Today, I’d say to any woman facing endometriosis, to write down their questions and define their places of confusion. Ask for help from a beloved friend or family member … someone who can help advocate to come up with these questions. If you’re a mother, talk to your daughters and hear what they’re saying about their particular menstruation experience so doctor appointments have more chance of being productive. Write down concerns, fears, and goals because those will help inform treatment choices. Go into every appointment with questions! And bring a trusted friend/family member/partner to write things down and help track the questions, or record the appointment so you capture everything, because it’s HARD to remember afterwards.
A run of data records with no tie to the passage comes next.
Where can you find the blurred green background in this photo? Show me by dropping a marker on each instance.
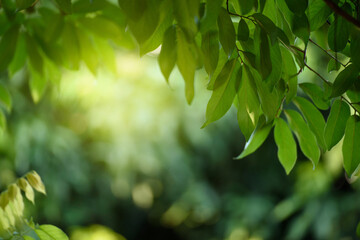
(123, 153)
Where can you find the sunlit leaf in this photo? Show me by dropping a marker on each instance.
(344, 80)
(36, 182)
(243, 31)
(336, 122)
(257, 138)
(50, 232)
(306, 138)
(186, 61)
(316, 94)
(286, 144)
(351, 145)
(227, 34)
(224, 92)
(210, 49)
(314, 119)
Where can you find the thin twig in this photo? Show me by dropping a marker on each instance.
(350, 103)
(326, 52)
(318, 74)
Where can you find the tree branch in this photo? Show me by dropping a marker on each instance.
(342, 13)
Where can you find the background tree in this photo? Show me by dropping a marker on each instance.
(254, 53)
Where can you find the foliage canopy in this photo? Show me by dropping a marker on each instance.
(253, 51)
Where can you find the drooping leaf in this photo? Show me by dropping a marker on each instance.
(186, 62)
(297, 6)
(243, 31)
(212, 9)
(318, 13)
(246, 6)
(23, 4)
(351, 145)
(65, 5)
(316, 94)
(257, 138)
(289, 74)
(224, 92)
(336, 122)
(167, 57)
(338, 34)
(210, 49)
(36, 182)
(25, 186)
(227, 34)
(355, 48)
(249, 106)
(7, 46)
(50, 232)
(344, 80)
(314, 119)
(285, 142)
(306, 138)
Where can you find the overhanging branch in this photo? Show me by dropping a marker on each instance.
(342, 13)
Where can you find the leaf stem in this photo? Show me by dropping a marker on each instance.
(350, 103)
(313, 42)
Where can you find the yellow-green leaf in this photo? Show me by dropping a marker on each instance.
(306, 138)
(286, 144)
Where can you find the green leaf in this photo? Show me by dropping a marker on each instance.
(248, 104)
(318, 13)
(25, 186)
(243, 31)
(271, 29)
(336, 122)
(187, 62)
(333, 65)
(50, 232)
(227, 35)
(23, 4)
(300, 27)
(297, 6)
(102, 27)
(351, 145)
(355, 48)
(306, 138)
(5, 97)
(167, 57)
(316, 94)
(289, 74)
(246, 6)
(314, 119)
(338, 34)
(257, 138)
(65, 5)
(264, 62)
(286, 144)
(210, 50)
(208, 22)
(224, 92)
(344, 80)
(8, 46)
(36, 182)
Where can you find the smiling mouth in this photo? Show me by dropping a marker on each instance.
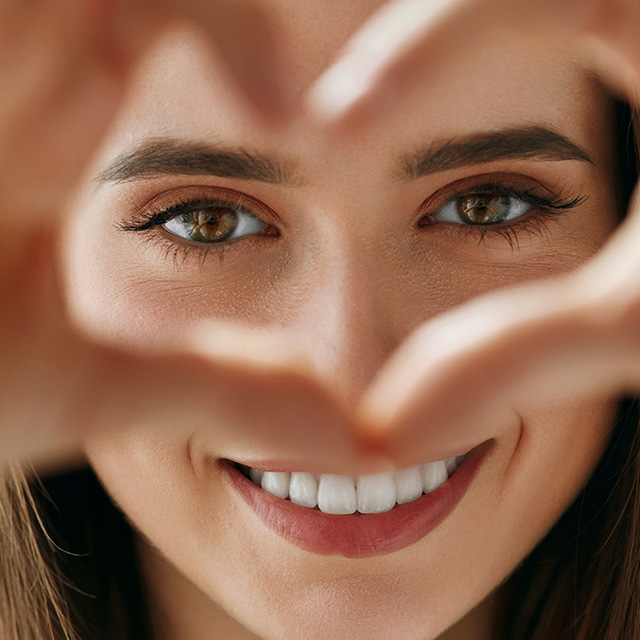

Cracked and Beautifully Strong … Not Broken

I LOVED that you referenced Kintsugi, that beautiful Japanese pottery tradition of mending broken pieces with gold or silver! I’ve always thought that was a beautiful practice and it’s a phenomenal metaphor for all of us women … in our lives and health journeys, we may get cracked, bruised, and sometimes broken, but we mend stronger and ultimately more beautiful for the knowledge, strength, and wisdom we gain. My current favorite image that represents that practice is a Paige Bradley sculpture called Expansion. It’s my laptop desktop wallpaper and I’ve a purchased print of it I’m eager to hang in my new house. It speaks so beautifully to the concept of Kintsugi.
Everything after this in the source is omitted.